⚠️ Warnings
Hepatic impairment. Patients with severe hepatic impairment should have their liver enzymes monitored regularly, particularly during long-term treatment. If liver enzyme levels become elevated, treatment with the medicinal product must be discontinued.
Combination therapy. During combination therapy, the instructions for use of the respective medicinal products must be followed.
Gastric malignancy. The symptomatic response to pantoprazole may mask the symptoms of gastric malignancy and delay their diagnosis. In the presence of alarm symptoms (e.g. significant unintentional weight loss, recurrent vomiting, dysphagia, haematemesis, anaemia, melaena), as well as when a gastric ulcer is suspected or present, malignancy must be excluded.
If symptoms persist despite adequate treatment, further investigation should be considered.
HIV protease inhibitors. Concomitant use of pantoprazole with HIV protease inhibitors (such as atazanavir) whose absorption is dependent on intragastric pH is not recommended, due to a significant reduction in their bioavailability (see section "Interactions with other medicinal products and other forms of interactions").
Effect on vitamin B12 absorption.
Pantoprazole may reduce the absorption of vitamin B12 (cyanocobalamin) due to hypo- or achlorhydria. This should be considered in patients with reduced body weight or risk factors for decreased vitamin B12 (cyanocobalamin) absorption, especially during long-term treatment or in the presence of corresponding clinical symptoms.
Long-term treatment. During long-term treatment, especially exceeding 1 year, patients should remain under regular medical supervision.
Gastrointestinal infections caused by bacteria.
Treatment with the medicinal product may slightly increase the risk of gastrointestinal infections caused by bacteria such as Salmonella and Campylobacter or C. difficile.
Hypomagnesaemia. Rare cases of severe hypomagnesaemia have been reported in patients treated with PPIs, such as pantoprazole, for at least 3 months and in most cases for 1 year. The following serious clinical manifestations of hypomagnesaemia may develop insidiously: fatigue, tetany, delirium, convulsions, dizziness, and ventricular arrhythmia. Hypomagnesaemia may lead to hypocalcaemia and/or hypokalaemia (see section "Special warnings and precautions for use"). In cases of hypomagnesaemia (and hypocalcaemia and/or hypokalaemia associated with hypomagnesaemia), most patients improved after magnesium replacement therapy and discontinuation of PPI treatment.
Patients requiring long-term therapy or those taking PPIs concomitantly with digoxin or medicinal products that may cause hypomagnesaemia (e.g. diuretics) should have their magnesium levels determined before initiating PPI therapy and periodically during treatment.
Bone fractures. Long-term treatment (exceeding 1 year) with high-dose proton pump inhibitors may moderately increase the risk of hip, wrist, and spine fractures, predominantly in elderly patients or in the presence of other risk factors. Observational studies suggest that proton pump inhibitors may increase the overall risk of fractures by 10–40%. Some of these may be attributable to other risk factors. Patients at risk of developing osteoporosis should receive treatment in accordance with current clinical guidelines and should have an adequate intake of vitamin D and calcium.
Severe cutaneous adverse reactions (SCARs).

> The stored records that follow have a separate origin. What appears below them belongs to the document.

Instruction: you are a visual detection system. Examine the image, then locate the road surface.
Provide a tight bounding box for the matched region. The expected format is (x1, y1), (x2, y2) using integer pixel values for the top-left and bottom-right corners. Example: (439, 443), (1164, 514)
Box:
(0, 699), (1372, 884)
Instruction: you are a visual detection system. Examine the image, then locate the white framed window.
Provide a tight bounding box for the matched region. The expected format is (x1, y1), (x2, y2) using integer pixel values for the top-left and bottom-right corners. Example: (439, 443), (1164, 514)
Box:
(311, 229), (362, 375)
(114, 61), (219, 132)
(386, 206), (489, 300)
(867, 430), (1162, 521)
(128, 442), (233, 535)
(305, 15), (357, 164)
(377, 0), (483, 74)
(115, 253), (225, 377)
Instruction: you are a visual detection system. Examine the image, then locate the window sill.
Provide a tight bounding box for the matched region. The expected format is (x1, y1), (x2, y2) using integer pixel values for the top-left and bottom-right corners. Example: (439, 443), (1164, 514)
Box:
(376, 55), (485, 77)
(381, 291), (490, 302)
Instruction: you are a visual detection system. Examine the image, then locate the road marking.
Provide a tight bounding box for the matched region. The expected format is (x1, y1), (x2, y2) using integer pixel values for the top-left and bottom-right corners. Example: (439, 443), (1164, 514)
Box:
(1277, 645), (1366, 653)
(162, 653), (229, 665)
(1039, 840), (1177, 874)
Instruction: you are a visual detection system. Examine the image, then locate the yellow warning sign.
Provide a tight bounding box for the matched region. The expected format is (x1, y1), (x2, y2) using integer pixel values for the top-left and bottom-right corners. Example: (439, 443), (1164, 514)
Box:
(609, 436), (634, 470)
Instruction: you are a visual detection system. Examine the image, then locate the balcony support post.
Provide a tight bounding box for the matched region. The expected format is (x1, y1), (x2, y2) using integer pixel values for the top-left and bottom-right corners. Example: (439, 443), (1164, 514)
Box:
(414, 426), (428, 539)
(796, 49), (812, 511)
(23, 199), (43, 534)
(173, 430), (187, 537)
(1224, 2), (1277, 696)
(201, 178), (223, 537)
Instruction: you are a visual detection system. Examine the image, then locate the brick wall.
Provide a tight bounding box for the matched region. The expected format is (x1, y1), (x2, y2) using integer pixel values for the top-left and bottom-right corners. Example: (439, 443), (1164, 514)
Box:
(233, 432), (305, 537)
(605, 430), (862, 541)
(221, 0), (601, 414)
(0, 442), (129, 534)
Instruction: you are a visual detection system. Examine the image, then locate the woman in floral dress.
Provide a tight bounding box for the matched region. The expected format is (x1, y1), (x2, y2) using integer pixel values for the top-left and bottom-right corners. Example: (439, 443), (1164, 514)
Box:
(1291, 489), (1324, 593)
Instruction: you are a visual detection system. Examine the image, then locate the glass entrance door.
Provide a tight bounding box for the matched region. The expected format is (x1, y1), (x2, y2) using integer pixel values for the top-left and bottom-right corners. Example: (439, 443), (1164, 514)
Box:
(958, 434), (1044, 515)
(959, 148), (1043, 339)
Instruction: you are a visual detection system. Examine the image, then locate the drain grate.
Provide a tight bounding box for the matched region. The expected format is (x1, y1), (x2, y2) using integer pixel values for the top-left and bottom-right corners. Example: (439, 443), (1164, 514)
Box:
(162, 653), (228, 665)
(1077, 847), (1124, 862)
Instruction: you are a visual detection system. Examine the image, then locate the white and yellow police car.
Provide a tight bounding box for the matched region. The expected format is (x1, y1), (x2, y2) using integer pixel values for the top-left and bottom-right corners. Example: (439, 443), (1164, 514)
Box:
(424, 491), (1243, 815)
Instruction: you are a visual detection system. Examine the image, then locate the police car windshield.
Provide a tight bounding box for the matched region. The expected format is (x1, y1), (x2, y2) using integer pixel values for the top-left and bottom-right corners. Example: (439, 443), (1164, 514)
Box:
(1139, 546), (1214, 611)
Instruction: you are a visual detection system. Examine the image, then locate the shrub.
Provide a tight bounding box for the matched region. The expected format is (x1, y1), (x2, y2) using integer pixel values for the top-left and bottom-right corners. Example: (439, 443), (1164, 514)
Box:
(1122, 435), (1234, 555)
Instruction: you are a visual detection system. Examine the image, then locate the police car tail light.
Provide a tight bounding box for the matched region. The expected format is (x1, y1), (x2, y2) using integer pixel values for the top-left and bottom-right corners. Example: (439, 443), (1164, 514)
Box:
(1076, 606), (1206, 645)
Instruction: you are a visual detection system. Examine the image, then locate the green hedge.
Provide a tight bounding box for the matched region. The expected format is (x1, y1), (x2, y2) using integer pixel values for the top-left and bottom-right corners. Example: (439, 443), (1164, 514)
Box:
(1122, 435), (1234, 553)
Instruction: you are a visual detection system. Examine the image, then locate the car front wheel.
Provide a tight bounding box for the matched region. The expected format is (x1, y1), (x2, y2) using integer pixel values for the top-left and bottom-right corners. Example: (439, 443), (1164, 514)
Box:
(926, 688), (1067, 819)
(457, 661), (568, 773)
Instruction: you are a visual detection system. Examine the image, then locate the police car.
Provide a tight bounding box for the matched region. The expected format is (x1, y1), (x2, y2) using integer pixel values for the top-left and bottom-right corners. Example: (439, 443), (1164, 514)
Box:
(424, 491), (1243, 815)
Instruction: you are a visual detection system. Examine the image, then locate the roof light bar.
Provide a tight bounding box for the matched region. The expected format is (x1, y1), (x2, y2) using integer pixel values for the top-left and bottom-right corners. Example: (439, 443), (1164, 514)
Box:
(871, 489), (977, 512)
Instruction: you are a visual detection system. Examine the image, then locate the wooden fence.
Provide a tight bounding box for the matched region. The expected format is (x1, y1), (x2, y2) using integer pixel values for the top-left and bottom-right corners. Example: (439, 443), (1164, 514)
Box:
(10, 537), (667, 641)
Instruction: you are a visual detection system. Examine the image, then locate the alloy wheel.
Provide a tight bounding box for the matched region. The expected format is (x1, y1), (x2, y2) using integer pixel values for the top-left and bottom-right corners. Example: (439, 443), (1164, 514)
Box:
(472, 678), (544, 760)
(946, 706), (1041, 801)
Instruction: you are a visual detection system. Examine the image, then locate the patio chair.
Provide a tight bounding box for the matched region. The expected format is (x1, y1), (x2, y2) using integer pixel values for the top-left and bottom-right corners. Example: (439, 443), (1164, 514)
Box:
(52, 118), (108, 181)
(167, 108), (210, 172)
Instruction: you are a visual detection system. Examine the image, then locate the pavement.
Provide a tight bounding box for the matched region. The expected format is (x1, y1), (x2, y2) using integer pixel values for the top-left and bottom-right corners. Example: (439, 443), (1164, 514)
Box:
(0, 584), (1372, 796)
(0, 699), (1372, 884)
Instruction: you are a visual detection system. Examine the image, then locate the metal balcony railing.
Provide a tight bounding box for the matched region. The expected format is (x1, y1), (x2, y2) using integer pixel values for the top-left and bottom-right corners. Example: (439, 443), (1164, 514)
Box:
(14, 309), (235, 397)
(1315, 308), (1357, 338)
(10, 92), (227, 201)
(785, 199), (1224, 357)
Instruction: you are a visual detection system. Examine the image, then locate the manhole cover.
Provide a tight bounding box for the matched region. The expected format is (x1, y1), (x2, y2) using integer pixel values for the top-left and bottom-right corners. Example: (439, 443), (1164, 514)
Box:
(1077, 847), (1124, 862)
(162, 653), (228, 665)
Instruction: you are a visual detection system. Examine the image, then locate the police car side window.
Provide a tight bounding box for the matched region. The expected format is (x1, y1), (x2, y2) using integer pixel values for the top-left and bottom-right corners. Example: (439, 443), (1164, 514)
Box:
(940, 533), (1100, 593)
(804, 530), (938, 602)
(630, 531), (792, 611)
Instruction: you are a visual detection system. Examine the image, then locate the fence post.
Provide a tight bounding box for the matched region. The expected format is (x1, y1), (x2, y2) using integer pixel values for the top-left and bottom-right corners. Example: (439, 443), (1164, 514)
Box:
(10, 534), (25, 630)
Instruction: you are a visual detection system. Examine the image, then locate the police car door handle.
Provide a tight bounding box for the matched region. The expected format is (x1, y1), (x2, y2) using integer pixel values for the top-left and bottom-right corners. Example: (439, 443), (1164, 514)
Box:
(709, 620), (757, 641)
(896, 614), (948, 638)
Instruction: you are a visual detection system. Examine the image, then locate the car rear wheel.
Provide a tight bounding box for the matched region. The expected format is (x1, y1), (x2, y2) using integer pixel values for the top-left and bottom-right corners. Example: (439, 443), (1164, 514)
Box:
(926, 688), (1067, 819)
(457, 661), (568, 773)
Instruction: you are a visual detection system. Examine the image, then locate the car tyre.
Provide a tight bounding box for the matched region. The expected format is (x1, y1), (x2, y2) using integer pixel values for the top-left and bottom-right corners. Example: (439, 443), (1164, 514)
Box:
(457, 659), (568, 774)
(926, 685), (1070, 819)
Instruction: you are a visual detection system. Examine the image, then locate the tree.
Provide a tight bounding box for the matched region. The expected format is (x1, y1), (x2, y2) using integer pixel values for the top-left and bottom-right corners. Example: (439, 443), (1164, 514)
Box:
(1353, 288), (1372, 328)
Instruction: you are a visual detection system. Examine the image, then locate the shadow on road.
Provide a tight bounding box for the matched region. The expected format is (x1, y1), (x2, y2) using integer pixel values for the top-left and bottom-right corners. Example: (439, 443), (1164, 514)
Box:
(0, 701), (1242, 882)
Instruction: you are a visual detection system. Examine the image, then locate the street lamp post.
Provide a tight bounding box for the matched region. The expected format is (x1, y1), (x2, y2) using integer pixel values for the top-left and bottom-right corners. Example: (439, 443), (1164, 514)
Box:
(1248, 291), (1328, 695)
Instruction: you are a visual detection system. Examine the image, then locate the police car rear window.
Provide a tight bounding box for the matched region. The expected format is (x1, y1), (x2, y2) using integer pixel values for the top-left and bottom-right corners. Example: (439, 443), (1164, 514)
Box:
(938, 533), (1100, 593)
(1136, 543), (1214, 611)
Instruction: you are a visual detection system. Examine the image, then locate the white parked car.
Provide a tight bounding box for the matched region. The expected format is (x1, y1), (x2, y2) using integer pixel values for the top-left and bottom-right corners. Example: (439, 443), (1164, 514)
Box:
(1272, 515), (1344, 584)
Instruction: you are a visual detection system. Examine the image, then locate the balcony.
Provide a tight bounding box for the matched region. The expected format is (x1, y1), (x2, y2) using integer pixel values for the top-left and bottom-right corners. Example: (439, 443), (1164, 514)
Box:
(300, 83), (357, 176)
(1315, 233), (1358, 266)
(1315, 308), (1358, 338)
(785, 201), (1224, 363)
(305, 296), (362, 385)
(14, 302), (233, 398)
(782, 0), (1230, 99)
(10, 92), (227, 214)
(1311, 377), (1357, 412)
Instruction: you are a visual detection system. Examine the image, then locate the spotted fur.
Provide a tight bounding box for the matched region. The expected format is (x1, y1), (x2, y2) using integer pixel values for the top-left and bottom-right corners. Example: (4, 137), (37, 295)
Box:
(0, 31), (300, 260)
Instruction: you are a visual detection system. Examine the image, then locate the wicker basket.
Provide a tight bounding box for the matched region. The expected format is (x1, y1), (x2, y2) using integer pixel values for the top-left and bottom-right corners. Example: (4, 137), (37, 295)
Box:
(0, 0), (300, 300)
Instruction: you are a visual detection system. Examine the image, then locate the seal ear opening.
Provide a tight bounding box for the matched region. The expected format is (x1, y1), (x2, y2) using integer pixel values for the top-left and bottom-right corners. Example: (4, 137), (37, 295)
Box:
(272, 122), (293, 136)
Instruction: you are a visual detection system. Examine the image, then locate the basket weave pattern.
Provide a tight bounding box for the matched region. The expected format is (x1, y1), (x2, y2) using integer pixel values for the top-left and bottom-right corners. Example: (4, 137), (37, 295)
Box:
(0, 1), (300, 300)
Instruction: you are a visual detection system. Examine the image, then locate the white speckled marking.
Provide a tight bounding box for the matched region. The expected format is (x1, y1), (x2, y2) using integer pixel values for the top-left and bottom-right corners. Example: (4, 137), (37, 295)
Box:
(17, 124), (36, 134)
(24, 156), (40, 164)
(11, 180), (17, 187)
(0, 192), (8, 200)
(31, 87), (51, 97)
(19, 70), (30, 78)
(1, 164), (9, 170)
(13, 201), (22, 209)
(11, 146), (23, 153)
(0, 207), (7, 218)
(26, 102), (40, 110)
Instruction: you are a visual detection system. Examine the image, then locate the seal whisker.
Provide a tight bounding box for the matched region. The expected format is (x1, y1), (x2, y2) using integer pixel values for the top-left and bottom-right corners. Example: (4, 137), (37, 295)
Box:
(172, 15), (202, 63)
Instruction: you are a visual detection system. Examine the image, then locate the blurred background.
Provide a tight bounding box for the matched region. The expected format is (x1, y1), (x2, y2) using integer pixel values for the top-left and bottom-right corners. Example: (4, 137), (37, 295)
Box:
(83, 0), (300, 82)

Severe cutaneous adverse reactions have been reported with the use of pantoprazole, including erythema multiforme, cases of Stevens-Johnson syndrome (SJS), toxic epidermal necrolysis (TEN), and Drug Reaction with Eosinophilia and Systemic Symptoms (DRESS syndrome), which may be life-threatening or fatal. The frequency of occurrence of these reactions is not known (see section "Adverse reactions").
When prescribing pantoprazole, patients should be informed about the signs and symptoms and closely monitored for cutaneous reactions. If symptoms suggestive of these severe cutaneous reactions appear, pantoprazole should be discontinued immediately and alternative treatment considered.
Subacute cutaneous lupus erythematosus. The use of proton pump inhibitors has been associated with very rare cases of subacute cutaneous lupus erythematosus. If lesions occur, particularly on sun-exposed skin areas, accompanied by arthralgia, the patient should seek prompt medical attention, and the prescriber should consider whether discontinuation of Nolpaza® is necessary. The occurrence of subacute cutaneous lupus erythematosus during previous PPI therapy may increase the risk of its development with other proton pump inhibitors.
Effect on laboratory test results.
Elevated chromogranin A (CgA) levels may interfere with diagnostic investigations for neuroendocrine tumours. To avoid such interference, treatment with Nolpaza® should be temporarily discontinued at least 5 days before CgA level assessment (see section "Pharmacodynamics"). If CgA and gastrin levels have not returned to the normal range after the initial measurement, repeat measurements should be performed 14 days after discontinuation of proton pump inhibitor therapy.
Information regarding excipients.
Nolpaza® contains sorbitol. Patients with rare hereditary fructose intolerance should not use this medicinal product.